Tirar ceniza

Aferrar el polvo es como agarrar la arena cuando está fresca. Limpia. Suave y ligera pronto por la mañana. Es diferente porque te mancha la piel y la tiñe de dolor. De ausencia. Es igual porque es inerme. No te habla, ni te mira. Solo se escurre, cae, vuela y se va, y porque lo llevan.

Es distinta porque quieres verla así al mirarla. Porque la miras distinto, aunque en esencia no sea.

Cuando tiras ceniza intentas acariciar a la persona, pero el momento te roba tu tiempo. Entre grano y grano se te escapa entre los dedos. Alguna mota queda atrapada en el surco de tu palma, en la comisura de una uña. Son el recuerdo de la despedida en sonrisa, o en delirio, o en insomnio. De haberte llamado por tu nombre en vez de decirte «Abuelo». Son los rasgos que te vuelven a la mente, los sonidos, los ratos de antes de que no estuvieran. Mientras tanto, otros granos pasan a ser viento y el grueso busca la tierra, como cuando aún era vida.

Tirar ceniza es un acto de amor.
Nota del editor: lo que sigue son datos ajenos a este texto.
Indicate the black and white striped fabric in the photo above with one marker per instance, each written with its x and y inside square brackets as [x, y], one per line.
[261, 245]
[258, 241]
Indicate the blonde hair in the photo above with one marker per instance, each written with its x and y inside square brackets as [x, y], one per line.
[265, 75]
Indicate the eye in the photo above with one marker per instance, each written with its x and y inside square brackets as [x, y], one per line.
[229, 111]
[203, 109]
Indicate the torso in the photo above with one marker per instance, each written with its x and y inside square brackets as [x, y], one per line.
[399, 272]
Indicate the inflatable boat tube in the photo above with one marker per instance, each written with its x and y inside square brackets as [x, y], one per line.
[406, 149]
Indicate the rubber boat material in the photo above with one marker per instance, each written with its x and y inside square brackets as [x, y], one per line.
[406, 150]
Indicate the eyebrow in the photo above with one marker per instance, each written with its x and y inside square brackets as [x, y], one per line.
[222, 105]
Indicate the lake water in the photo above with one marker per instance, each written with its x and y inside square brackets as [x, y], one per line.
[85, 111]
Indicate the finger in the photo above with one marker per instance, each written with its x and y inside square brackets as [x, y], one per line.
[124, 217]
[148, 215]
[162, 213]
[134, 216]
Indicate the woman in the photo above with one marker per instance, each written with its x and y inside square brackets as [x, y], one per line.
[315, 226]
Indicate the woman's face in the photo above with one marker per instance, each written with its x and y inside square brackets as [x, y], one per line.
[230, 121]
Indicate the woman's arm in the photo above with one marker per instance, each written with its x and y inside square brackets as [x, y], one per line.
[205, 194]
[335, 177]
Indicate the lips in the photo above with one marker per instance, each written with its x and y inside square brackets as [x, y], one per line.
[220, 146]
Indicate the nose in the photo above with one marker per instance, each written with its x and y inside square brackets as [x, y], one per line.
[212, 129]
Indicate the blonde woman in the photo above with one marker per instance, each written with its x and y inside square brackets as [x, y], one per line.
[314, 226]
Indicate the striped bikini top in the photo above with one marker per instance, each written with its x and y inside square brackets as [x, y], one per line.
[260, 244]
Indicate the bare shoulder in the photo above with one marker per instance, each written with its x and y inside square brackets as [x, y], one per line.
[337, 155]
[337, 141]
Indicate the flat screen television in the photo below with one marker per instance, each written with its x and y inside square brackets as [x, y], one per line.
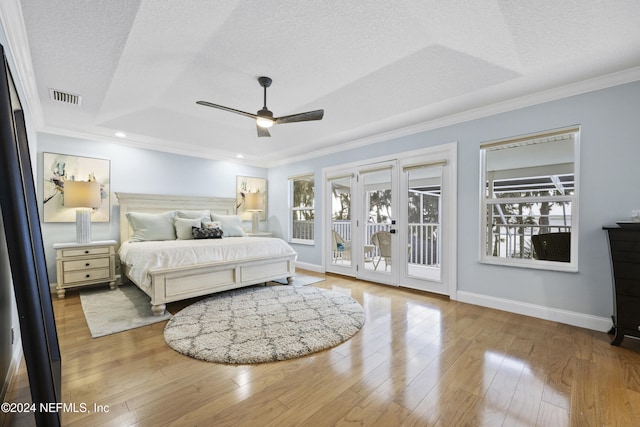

Uno de los últimos y de los primeros. Uno de los más sencillos. De los más difíciles. Es decir adiós una vez más para poder empezar a decir hola. Es llorar el nudo en la garganta, gritarlo en silencio. Es intentar volver a lo que fue y no es, buscar color en la oscuridad. Es tener que aceptar que el sol siga brillando pero no ilumine, y dejarlo entrar, al menos a través de un par de rayos, por una ventana ahora entreabierta.
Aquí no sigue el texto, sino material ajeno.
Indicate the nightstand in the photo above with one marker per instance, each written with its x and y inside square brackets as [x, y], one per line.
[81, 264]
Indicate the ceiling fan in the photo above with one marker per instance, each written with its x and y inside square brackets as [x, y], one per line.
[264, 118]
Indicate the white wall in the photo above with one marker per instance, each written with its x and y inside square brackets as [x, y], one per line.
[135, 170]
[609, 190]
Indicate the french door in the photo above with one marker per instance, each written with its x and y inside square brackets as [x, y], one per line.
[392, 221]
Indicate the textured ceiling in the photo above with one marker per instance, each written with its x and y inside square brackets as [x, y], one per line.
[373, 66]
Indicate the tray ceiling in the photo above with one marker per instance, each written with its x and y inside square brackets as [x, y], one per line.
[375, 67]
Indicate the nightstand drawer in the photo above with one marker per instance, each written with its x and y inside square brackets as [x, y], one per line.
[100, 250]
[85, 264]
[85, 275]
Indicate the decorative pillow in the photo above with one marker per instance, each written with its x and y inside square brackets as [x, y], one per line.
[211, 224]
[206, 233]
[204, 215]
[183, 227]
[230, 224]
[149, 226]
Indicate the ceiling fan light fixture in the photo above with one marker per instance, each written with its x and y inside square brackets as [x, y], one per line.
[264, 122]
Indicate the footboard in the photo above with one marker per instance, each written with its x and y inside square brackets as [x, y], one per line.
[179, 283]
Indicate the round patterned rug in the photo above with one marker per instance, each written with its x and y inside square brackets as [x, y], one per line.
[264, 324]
Tu ceniza se la llevó el río, junto a una casa, en medio del monte. Con un toro paseando por entre los caminos, casi en verano, un burro un poco más allá de una vereda. El agua era muy clara, muy limpia. Se veían las piedras del fondo del riachuelo, con su moho y sus pequeños peces. Contigo, pero sin ti, la corriente siguió cristalina, llena de luz. De brillo. Te acompañó la palabra y el sentimiento. Te acunó la inocencia de una infancia que ese día lo fue un poco menos.

Piel, reflejo de signos

Me gusta el sillón verde de la sala de estar de la residencia. El que mira hacia el parque para niños que construyeron hace poco. El de la ventana alta.

Me gusta porque veo a la gente junta, disfrutando. Al niño que se cae del patín, al que su madre regaña por no tener cuidado mientras su tío, porque seguro que es su tío, le hace un par de carantoñas y lo lanza al estrellato de nuevo. Porque así se vive, de salto en salto. De ascenso a caída, de caída, a ascenso. Me gusta este sitio porque veo a la gente reír, llorar. Compartir.

Había olvidado lo que es sentirte sola. Sí, llevaba muchos años conmigo misma, pero estaba bien, acompañada, en mi pisito, con mis cartas, mis libros, Dios y mis historias. Estaba bien, hasta que un día anhelé amistad, pesó la soledad y decidí mudarme aquí. Y feliz, feliz. El problema es que también había olvidado que para muchos soy invisible. La mujer que, a su aire, pasa el tiempo. La señora que signa, a la que nadie entiende. La abuelita silenciosa del sillón verde.

Estaba sentada tranquila, mirando la calle, y ha venido la señora de la 306. Lo sé porque no oigo, pero observo. Miro muy atentamente. Me he girado, sorprendida, al ver su reflejo en el cristal. Nos hemos entendido. Papel, lápiz, signo en mano. Luego jugaremos a la brisca. Ella tiene los ojos muy bonitos, brillan entre surcos grabados por sentir. Brillan igual que mis manos, con la piel arrugada como reflejo de mis signos. Viva de mucho vivir.